Current Top Picks – N° 6
In my Top Picks post N° 4 I had already praised my newest discovery, The Harvard Gazette. In this interview with Harvard Professor of education Jal Mehta, he elaborates on his research findings around the topic of "deep learning" in the context of American high schools. In order to conduct a study on the quality of deep learning among U.S. high schools, he and his colleague interviewed and studied 30 innovative public high schools across the country. The results are staggering, as Mehta describes, but to some extent quite intuitive looking at the history of the American secondary education system.
Mehta defines the term “deep learning” in simplified terms as the “understanding of not just the surface features of a subject or discipline, but the underlying structures or ideas”. He goes on to give practical examples of how this deep learning can be found and developed in classrooms. In my view, the article touches on a subject of upmost importance, since in all the discussions around higher (tertiary) education systems and institutions both in the U.S. and Europe, the basis for this – that is, excellent and well-rounded primary and secondary education – has been partly neglected in the public debate. Improving learning experiences for young students as well as sufficiently developing and fostering the skills that will be needed in the next decades in order for them to thrive in our digital society should always remain on the top of the agenda for government institutions in charge of the school education system, for parents and in public debates of all sorts.

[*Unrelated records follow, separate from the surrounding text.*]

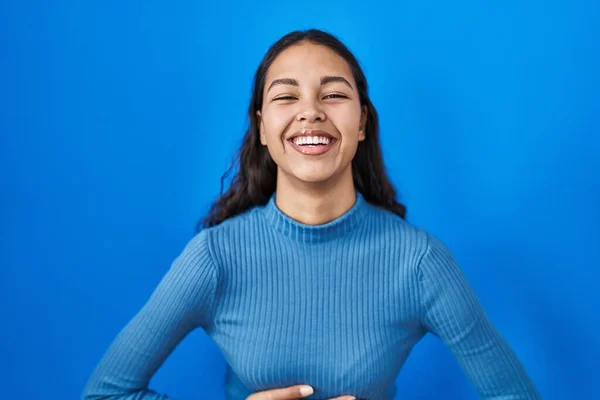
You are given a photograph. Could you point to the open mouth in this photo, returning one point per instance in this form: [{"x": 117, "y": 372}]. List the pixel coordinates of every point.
[{"x": 312, "y": 145}]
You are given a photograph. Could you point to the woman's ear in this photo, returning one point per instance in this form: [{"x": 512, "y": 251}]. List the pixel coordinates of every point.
[
  {"x": 363, "y": 123},
  {"x": 261, "y": 128}
]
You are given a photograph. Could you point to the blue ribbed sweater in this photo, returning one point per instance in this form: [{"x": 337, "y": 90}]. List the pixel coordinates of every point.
[{"x": 337, "y": 306}]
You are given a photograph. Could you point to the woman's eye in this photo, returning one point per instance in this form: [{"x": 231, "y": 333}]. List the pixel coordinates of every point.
[
  {"x": 335, "y": 96},
  {"x": 284, "y": 98}
]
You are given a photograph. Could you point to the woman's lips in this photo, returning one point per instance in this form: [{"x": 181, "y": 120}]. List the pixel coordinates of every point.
[{"x": 313, "y": 150}]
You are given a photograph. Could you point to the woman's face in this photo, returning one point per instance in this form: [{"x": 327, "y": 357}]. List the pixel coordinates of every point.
[{"x": 310, "y": 91}]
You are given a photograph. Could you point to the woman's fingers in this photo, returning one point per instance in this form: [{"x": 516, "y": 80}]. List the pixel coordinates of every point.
[{"x": 288, "y": 393}]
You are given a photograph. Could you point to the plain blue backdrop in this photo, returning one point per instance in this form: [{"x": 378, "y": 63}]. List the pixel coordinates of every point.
[{"x": 117, "y": 120}]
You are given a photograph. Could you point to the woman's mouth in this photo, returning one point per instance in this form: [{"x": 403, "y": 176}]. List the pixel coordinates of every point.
[{"x": 312, "y": 145}]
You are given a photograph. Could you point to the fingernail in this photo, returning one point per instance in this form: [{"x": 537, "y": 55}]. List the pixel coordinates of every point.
[{"x": 306, "y": 390}]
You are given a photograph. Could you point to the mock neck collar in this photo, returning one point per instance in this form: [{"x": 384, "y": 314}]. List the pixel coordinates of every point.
[{"x": 301, "y": 232}]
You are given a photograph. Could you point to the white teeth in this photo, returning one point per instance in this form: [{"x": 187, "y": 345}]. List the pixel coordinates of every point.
[{"x": 306, "y": 140}]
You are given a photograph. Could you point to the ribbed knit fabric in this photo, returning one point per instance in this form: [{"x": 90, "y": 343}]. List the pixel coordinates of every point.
[{"x": 338, "y": 306}]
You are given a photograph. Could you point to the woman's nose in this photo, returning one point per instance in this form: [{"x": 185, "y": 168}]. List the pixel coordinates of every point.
[{"x": 310, "y": 112}]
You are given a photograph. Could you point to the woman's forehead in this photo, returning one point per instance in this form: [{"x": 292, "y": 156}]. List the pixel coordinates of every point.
[{"x": 306, "y": 63}]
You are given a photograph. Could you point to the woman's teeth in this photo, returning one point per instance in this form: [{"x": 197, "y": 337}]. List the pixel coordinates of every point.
[{"x": 311, "y": 140}]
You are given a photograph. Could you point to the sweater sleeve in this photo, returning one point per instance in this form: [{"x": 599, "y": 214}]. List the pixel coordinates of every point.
[
  {"x": 451, "y": 311},
  {"x": 183, "y": 300}
]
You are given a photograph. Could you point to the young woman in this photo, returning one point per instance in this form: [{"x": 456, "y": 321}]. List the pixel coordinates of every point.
[{"x": 306, "y": 271}]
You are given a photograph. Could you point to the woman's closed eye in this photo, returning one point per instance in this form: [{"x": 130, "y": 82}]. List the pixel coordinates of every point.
[{"x": 328, "y": 96}]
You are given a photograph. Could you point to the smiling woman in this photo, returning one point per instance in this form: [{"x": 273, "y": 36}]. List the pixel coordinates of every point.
[{"x": 305, "y": 270}]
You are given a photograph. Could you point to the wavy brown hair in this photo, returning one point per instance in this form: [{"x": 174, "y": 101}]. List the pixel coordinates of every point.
[{"x": 256, "y": 177}]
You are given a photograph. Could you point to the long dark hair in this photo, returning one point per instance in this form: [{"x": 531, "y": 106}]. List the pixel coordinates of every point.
[{"x": 255, "y": 181}]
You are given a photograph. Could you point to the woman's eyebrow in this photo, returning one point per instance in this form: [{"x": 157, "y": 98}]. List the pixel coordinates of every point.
[{"x": 324, "y": 81}]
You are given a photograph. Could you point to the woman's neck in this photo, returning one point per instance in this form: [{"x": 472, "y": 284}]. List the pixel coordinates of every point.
[{"x": 315, "y": 204}]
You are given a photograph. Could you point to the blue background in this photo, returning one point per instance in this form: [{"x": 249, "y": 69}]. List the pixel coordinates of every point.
[{"x": 117, "y": 121}]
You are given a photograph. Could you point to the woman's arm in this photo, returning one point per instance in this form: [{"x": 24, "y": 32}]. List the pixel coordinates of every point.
[
  {"x": 452, "y": 312},
  {"x": 183, "y": 300}
]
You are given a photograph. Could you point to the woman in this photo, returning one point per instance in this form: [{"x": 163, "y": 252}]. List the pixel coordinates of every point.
[{"x": 306, "y": 271}]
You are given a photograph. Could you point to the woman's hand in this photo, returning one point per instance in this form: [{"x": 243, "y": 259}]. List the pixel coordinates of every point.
[{"x": 289, "y": 393}]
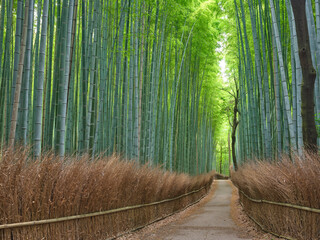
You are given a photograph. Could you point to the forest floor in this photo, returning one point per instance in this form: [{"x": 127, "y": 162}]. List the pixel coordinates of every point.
[{"x": 218, "y": 216}]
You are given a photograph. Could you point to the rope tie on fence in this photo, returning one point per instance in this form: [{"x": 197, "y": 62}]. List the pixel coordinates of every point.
[
  {"x": 308, "y": 209},
  {"x": 265, "y": 230},
  {"x": 88, "y": 215}
]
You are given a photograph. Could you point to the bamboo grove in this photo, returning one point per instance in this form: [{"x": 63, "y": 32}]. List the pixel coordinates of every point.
[
  {"x": 269, "y": 76},
  {"x": 107, "y": 76}
]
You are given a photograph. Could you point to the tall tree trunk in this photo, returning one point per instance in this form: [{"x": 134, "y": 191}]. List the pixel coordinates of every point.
[
  {"x": 39, "y": 89},
  {"x": 309, "y": 75},
  {"x": 19, "y": 77}
]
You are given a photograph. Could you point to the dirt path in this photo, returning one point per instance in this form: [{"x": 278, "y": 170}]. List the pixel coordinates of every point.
[{"x": 210, "y": 222}]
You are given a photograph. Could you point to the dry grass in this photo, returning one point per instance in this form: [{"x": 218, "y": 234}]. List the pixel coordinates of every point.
[
  {"x": 53, "y": 188},
  {"x": 295, "y": 183}
]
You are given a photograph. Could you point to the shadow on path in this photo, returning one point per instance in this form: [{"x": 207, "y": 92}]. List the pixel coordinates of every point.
[{"x": 210, "y": 222}]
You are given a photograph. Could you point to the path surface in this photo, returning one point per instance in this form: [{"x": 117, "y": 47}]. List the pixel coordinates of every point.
[{"x": 210, "y": 222}]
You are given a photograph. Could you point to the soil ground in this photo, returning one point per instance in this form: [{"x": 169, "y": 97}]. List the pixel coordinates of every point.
[{"x": 211, "y": 220}]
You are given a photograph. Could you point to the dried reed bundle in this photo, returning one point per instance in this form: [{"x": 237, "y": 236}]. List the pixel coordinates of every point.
[
  {"x": 295, "y": 182},
  {"x": 55, "y": 188}
]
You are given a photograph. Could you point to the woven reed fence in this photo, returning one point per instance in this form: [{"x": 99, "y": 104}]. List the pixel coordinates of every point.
[
  {"x": 102, "y": 225},
  {"x": 282, "y": 219}
]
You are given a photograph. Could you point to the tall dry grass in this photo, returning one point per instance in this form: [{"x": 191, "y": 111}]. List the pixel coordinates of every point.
[
  {"x": 53, "y": 188},
  {"x": 296, "y": 183}
]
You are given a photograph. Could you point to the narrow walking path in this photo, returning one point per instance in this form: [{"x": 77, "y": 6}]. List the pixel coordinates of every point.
[{"x": 210, "y": 222}]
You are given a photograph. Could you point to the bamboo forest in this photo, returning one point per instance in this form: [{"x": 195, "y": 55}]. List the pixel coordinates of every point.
[{"x": 116, "y": 114}]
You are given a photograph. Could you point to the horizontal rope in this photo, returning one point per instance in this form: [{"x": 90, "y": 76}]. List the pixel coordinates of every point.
[
  {"x": 159, "y": 219},
  {"x": 264, "y": 229},
  {"x": 76, "y": 217},
  {"x": 308, "y": 209}
]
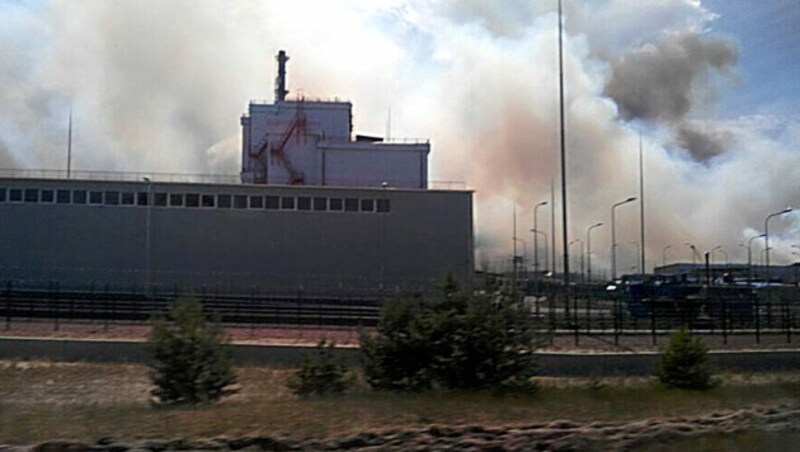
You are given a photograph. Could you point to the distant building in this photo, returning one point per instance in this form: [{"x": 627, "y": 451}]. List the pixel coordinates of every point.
[{"x": 316, "y": 213}]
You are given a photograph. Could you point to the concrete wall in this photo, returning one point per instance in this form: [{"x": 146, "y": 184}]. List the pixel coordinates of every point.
[{"x": 234, "y": 250}]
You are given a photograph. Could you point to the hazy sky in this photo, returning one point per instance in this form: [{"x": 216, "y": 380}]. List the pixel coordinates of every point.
[{"x": 712, "y": 86}]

Harvard Business Review; September–October ’19 Issue / from the Spotlight Series Power Couples: “How Dual-Career Couples Make it Work” (by Jennifer Petriglieri)
The author of this piece in the upcoming HBR issue, Jennifer Petriglieri, is Assistant Professor at one of the world’s leading business schools, the INSEAD located in France. She shares insights from her research on so-called “power couples” where both partners pursue demanding and commitment-intensive careers which usually entail managerial positions early on that require above-average personal sacrifices– in terms of limited time spent outside of work, high travel activities or necessary relocation for projects. This naturally poses a challenge for relationships and family life even if only one partner is highly career-oriented. Needless to say that with both of the couple pursuing these kinds of trajectories, according to Petriglieri prominent issues not only intensify – moreover, this dynamic invites a whole new set of challenges, restrictions, decisions, but also more opportunities for personal and interrelational growth, for satisfaction both in their profession and personal lives as well as potential career or lifestyle re-adjustments.

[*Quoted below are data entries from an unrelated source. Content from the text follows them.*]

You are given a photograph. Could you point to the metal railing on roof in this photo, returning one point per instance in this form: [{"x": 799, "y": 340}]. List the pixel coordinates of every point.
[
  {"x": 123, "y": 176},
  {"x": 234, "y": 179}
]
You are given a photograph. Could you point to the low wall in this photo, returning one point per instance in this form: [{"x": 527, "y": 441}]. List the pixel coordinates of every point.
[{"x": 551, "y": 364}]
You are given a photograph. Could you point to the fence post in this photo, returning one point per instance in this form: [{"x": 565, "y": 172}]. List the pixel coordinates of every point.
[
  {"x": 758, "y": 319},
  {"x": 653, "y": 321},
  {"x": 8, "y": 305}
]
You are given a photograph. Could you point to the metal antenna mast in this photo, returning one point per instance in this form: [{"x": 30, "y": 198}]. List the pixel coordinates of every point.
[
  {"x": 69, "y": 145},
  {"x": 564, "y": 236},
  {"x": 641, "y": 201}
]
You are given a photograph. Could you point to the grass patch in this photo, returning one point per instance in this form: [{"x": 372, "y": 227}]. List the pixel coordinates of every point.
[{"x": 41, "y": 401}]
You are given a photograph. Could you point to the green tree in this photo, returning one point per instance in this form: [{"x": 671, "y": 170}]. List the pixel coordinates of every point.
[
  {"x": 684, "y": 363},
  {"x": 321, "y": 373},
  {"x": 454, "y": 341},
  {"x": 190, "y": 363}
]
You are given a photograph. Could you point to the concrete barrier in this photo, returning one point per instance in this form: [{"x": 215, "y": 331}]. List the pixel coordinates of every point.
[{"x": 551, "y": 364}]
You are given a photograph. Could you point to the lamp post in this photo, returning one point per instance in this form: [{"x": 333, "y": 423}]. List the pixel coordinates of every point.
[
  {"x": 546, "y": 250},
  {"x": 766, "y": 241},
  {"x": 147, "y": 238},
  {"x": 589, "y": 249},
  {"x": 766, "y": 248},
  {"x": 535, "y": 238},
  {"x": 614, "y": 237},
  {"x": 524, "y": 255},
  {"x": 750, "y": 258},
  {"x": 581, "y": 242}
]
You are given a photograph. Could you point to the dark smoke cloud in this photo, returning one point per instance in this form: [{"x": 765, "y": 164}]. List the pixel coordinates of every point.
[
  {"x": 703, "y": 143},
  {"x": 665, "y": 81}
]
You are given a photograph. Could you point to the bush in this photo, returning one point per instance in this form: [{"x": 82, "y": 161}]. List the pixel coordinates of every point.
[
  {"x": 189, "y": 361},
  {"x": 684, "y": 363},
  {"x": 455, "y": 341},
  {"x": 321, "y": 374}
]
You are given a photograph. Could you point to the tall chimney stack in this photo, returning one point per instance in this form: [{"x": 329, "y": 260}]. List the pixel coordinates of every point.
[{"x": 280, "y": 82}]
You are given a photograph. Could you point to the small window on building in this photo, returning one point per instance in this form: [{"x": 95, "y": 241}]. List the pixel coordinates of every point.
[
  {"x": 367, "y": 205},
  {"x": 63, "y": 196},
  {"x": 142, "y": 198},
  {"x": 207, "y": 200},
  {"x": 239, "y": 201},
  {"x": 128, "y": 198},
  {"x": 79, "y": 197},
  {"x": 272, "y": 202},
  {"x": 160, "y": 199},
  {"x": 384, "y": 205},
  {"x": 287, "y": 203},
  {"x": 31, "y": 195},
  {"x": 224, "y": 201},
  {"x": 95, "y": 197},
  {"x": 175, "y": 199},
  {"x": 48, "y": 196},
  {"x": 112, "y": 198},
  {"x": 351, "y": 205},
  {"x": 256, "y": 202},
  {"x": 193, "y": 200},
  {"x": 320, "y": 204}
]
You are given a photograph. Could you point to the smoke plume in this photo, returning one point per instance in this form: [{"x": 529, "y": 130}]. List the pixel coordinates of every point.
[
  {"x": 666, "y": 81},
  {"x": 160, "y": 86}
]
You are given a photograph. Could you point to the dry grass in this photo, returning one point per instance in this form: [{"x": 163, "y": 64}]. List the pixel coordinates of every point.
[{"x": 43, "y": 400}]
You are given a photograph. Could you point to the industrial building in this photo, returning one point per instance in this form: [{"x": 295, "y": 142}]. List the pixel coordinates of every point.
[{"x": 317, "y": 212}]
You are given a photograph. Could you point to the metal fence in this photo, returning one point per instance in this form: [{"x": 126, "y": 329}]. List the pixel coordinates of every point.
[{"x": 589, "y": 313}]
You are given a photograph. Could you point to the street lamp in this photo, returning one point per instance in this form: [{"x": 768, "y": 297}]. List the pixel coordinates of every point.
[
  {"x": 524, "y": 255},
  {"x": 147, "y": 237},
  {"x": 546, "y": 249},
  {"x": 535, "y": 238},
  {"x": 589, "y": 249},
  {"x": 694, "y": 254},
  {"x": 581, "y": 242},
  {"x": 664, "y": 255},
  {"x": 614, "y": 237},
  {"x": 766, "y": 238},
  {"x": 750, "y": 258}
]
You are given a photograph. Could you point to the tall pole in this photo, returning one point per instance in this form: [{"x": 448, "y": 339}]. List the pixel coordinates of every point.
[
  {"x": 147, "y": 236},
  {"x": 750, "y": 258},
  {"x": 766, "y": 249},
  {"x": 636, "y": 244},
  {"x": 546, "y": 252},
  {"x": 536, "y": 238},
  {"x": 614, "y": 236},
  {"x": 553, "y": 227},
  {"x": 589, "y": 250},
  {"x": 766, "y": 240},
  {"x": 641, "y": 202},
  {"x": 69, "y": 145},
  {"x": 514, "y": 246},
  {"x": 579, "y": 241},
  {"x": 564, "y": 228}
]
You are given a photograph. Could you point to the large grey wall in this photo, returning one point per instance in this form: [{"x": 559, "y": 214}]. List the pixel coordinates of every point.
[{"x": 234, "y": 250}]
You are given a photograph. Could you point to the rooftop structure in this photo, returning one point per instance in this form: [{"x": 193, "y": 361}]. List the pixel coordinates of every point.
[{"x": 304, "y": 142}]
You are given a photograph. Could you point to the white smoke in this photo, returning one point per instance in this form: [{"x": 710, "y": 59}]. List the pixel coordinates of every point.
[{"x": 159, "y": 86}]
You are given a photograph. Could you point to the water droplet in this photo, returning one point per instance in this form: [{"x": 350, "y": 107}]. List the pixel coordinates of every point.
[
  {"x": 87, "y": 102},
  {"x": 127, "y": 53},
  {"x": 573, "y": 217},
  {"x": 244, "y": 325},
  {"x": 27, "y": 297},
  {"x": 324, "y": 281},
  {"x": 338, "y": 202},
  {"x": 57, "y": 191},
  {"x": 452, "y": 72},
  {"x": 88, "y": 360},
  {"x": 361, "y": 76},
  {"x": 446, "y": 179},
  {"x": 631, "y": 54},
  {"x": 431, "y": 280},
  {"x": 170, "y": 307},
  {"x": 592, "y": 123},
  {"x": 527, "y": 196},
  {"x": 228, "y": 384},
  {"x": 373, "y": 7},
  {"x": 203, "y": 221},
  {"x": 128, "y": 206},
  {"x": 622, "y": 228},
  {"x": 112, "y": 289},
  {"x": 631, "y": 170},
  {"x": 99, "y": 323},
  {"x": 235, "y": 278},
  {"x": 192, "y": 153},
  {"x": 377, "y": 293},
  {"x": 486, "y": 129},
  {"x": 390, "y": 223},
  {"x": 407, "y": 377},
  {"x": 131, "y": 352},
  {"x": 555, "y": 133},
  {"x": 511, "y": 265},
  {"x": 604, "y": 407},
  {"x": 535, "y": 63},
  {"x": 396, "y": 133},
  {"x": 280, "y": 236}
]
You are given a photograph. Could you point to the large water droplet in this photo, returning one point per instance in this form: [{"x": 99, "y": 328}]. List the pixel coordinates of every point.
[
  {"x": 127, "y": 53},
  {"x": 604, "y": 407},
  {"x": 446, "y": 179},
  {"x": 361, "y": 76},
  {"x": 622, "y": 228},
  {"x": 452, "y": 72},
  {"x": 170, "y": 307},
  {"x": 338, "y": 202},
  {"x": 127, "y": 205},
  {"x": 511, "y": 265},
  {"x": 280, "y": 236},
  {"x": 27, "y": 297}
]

By illustrating her findings with various stories from the couples she studied intensely, Petriglieri gives great and striking insight into what the challenges and natural evolutions of these paths specifically entail, and more importantly, shares her recommendations on how to navigate the different stages and developments, both as individuals and as a couple or family.
In an era where more and more women are gaining access to higher education and seek fulfilling careers beyond mere financial independence, and the increasingly widespread model of dual-career relationships resulting from it, this topic is more relevant today than ever. Tackling it from a scientific angle and opening this narrative up for various mediums is a great way to raise awareness of the challenges these families face and could help many couples of the next generations lead content and committed lives, and possibly encourage more people to strive professionally without fear of neglecting or harming their personal lives.
The New York Times; 8/25/19: "Sunday Reading: The Power of Investigative Journalism" (by Erin Overbey)
This is a compilation of important stories that emerged from high-quality investigative journalism. As journalists have been under increasing scrutiny in recent years, even in Western democracies that praise the basic human right of free speech and freedom of press by constitution, this serves as an important reminder of the work, risks and sacrifices these professionals take on in the name of truth-seeking and the ethics of journalism.